Marketing Without the Megaphone
Hopsticks’ marketing strategy focuses on leveraging restaurant visibility rather than promoting the platform itself. Without the budget for large-scale advertising, the company uses targeted tactics such as distributing flyers at partner restaurants and placing billboards outside these locations. This strategy capitalizes on the fact that customers typically choose food based on the restaurant, not the delivery platform.
“Competing with the larger players in this market is like trying to match them with a much smaller arsenal, as they would outcompete miles?” Krishna explains. Instead, we rely on the natural visibility that comes from working with restaurants that already have strong local followings.”
“Since we have such a good working relationship with the restaurants, they themselves tell their customers, ‘If you want to order, just order through Hopsticks.’”
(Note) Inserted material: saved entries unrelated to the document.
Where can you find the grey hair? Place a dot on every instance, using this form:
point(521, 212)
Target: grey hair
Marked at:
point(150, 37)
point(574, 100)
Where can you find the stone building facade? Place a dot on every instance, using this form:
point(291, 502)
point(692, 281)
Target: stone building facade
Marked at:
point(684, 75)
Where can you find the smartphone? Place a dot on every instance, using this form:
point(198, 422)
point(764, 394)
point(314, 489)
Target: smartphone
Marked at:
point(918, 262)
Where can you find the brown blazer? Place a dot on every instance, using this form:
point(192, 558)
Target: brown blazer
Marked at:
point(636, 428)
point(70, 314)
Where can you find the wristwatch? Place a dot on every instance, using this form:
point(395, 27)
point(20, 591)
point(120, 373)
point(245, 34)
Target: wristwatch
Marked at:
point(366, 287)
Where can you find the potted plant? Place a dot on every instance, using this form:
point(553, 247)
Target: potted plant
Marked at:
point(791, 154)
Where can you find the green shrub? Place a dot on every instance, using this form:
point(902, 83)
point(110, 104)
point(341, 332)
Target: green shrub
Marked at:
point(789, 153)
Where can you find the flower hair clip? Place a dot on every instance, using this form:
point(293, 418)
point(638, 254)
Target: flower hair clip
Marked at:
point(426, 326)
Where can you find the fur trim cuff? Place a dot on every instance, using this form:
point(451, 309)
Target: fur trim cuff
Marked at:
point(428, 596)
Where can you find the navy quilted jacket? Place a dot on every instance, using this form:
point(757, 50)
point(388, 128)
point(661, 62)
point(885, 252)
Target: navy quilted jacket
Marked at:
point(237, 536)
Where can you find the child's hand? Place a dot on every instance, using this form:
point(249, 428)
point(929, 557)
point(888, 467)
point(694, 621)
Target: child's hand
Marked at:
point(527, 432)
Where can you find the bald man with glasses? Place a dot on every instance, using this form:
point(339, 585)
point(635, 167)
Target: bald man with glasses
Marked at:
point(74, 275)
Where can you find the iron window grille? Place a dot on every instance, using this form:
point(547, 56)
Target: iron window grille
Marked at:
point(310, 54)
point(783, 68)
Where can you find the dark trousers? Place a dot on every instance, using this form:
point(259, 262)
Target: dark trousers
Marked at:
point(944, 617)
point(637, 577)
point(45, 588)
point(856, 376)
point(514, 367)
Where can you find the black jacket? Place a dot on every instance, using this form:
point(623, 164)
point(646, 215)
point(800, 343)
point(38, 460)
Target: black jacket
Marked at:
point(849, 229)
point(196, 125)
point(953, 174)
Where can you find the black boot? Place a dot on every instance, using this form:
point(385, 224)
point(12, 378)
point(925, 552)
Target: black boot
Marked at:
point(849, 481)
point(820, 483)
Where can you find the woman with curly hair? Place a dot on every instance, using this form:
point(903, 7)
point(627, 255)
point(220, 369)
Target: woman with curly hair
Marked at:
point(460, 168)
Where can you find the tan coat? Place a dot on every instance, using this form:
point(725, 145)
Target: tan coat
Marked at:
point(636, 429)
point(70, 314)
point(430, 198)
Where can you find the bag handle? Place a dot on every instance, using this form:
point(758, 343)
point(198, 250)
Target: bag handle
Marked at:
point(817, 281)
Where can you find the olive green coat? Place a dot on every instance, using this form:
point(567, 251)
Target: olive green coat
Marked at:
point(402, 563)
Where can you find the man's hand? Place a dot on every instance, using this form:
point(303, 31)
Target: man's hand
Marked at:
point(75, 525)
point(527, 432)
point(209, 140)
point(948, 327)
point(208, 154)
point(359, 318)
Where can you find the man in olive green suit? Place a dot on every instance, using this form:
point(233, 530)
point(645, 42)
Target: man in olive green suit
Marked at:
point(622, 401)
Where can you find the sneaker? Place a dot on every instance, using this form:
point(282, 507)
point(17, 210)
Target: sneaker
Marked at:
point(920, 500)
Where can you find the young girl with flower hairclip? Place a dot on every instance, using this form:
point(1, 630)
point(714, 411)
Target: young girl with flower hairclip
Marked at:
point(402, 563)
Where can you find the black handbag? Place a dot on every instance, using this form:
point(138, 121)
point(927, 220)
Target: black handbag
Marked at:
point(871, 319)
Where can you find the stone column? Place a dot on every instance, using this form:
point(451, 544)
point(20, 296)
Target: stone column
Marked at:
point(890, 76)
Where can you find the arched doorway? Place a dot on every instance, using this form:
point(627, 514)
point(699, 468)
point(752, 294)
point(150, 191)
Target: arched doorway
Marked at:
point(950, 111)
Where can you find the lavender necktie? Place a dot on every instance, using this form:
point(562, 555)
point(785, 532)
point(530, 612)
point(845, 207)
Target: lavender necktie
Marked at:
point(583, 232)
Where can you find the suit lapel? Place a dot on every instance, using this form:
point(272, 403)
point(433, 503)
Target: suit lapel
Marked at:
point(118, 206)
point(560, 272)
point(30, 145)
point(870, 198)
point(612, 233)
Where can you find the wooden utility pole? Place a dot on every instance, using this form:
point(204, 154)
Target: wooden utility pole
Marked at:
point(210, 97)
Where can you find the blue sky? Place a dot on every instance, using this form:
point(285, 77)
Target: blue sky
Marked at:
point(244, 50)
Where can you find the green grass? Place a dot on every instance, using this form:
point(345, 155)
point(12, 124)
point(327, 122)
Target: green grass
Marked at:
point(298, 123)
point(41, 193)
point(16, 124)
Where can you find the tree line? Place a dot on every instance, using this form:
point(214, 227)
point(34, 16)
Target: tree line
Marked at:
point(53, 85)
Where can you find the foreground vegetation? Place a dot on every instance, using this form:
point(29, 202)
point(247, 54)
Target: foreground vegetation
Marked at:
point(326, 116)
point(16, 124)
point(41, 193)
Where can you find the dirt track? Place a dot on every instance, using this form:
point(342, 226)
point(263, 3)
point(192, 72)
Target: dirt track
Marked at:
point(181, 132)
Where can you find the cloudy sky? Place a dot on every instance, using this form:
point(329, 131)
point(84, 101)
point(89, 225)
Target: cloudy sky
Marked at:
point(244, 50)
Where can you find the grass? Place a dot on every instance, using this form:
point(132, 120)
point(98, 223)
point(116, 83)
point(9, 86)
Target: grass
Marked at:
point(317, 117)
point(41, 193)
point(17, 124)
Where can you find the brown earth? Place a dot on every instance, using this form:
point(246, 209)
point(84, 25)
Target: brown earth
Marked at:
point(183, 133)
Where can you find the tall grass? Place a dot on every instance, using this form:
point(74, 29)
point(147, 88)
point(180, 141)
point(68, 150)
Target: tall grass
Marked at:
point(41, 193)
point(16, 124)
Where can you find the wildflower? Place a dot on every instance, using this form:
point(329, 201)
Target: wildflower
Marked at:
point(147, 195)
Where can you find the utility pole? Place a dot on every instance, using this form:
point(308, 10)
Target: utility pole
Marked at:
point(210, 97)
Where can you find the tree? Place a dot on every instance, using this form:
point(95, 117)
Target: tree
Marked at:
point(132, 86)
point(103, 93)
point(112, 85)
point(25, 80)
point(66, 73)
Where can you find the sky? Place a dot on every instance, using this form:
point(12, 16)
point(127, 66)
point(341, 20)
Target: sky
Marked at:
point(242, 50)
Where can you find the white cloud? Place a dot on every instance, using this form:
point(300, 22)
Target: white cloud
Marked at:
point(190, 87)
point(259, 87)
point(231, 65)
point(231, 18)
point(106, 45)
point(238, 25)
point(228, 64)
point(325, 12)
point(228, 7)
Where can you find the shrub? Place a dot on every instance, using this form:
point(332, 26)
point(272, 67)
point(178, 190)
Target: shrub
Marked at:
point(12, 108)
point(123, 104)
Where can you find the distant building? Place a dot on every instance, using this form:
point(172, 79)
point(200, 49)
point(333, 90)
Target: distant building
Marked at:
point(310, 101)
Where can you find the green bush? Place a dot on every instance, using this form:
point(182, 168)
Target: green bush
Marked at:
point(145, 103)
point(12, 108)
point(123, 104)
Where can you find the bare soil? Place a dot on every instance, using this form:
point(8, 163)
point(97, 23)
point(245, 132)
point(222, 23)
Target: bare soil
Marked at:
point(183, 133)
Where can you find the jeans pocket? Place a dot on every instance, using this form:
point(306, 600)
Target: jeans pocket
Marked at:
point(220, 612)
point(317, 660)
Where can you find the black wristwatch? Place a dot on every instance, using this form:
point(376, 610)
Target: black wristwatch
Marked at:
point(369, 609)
Tracking Health Trends and Building Features for Conscious Eating
“We look at innovation that makes users healthier, not just spending more. If you’re ordering a burger, fries, and a milkshake, can we show you that the total is 2,500 calories, and then as you remove an item, the calories drop too? Can we recommend a healthier alternative that still satisfies the same craving?”
“We are seriously looking into it. Getting the exact calorie count is hard because every restaurant uses different recipes and ingredients, but we’re working on ways to give some indication.”